Furthermore, it is also focussing on improving the quality of its loan book by enhancing the share of the secured loans as the current mix is around 72:28 (72% being unsecured).
This assumes significance as its competitors, such as Utkarsh Small Finance Bank, Jana Small Finance Bank, among others, currently have a higher share of secured loans in their respective portfolios.
“If you are in micro finance, you have to do unsecured portfolio. Once you graduate to a bank, the comfort level changes and you may have to do 60:40 (60% unsecured and the rest secured) which we are aiming to achieve in the next three years,” says Davis.
But that’s not the only thing it is aiming to do. Gold loans, mutual funds, housing loans and even tying up with fintechs are high on the bank’s radar.
“We are trying to provide as many services and across a bigger spectrum so that they [customers] stay with us,” says Davis.
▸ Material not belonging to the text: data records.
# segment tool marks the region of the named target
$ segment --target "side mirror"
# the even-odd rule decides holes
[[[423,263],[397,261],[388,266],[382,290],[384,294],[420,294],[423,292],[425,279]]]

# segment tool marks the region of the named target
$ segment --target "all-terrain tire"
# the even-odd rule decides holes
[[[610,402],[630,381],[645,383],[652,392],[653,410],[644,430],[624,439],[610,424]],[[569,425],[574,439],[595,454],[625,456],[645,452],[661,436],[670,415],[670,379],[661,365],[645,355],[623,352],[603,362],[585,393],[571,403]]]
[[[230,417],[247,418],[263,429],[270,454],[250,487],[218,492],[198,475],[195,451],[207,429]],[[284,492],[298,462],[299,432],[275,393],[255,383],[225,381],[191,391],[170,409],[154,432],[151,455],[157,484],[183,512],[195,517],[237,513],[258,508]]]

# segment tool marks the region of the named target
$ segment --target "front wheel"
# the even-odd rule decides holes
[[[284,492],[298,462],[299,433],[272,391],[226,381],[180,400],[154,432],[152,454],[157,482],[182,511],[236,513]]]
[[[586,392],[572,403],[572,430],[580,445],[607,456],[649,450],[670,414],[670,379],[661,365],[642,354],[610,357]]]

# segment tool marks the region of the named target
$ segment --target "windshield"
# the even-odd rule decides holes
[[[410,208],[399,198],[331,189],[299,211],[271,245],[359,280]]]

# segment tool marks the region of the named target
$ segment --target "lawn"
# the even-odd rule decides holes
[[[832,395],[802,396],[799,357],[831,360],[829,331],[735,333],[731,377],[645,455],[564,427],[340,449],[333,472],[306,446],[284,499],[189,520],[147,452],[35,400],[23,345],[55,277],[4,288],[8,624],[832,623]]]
In the realm of housing loans, which constitute 15% of the bank’s total loan portfolio, the bank has revamped its offerings by introducing a hub-and-spoke model. This initiative aims to expand its customer reach and streamline processing times for improved efficiency.
“It is like a hub-and-spoke model in bigger cities…by end of the current fiscal we will have 16 such centres and we will add a few more every year,” says Davis.
As per Davis, the partnership with fintech firms is for lead generation, with the bank conducting thorough due diligence. Additionally, the bank has ventured into capital market services, having already collaborated with SMC Global for demat services. Next in line is the exploration of mutual fund offerings, with plans underway for potential partnerships. “We will tie up with some mutual funds as well. Setting up a mutual fund business and managing it is an expensive business so we can partner with experts who are already doing it,” says Davis.
According to Shreyansh Shah, research analyst at the brokerage firm Stoxbox, Ujjivan’s resilience is evident in the fact that it has maintained margins at 8.9% in 9MFY24, despite facing challenges in the market. “Looking ahead to FY24, we anticipate the bank to sustain net interest margins around 9% through proactive loan repricing measures. However, the intensifying competition in the SFB space presents a potential challenge,” says Shah.
And, it seems that the market is also betting big on the banking entity. In the last one year, shares of Ujjivan SFB have more than doubled even as the benchmark 30-share Sensex has moved up by around 23%. Even the BT-KPMG jury was impressed, picking it for the Best Indian Bank in Innovation award. Plus, the bank was also adjudged the Best Small Finance Bank based on a quantitative analysis.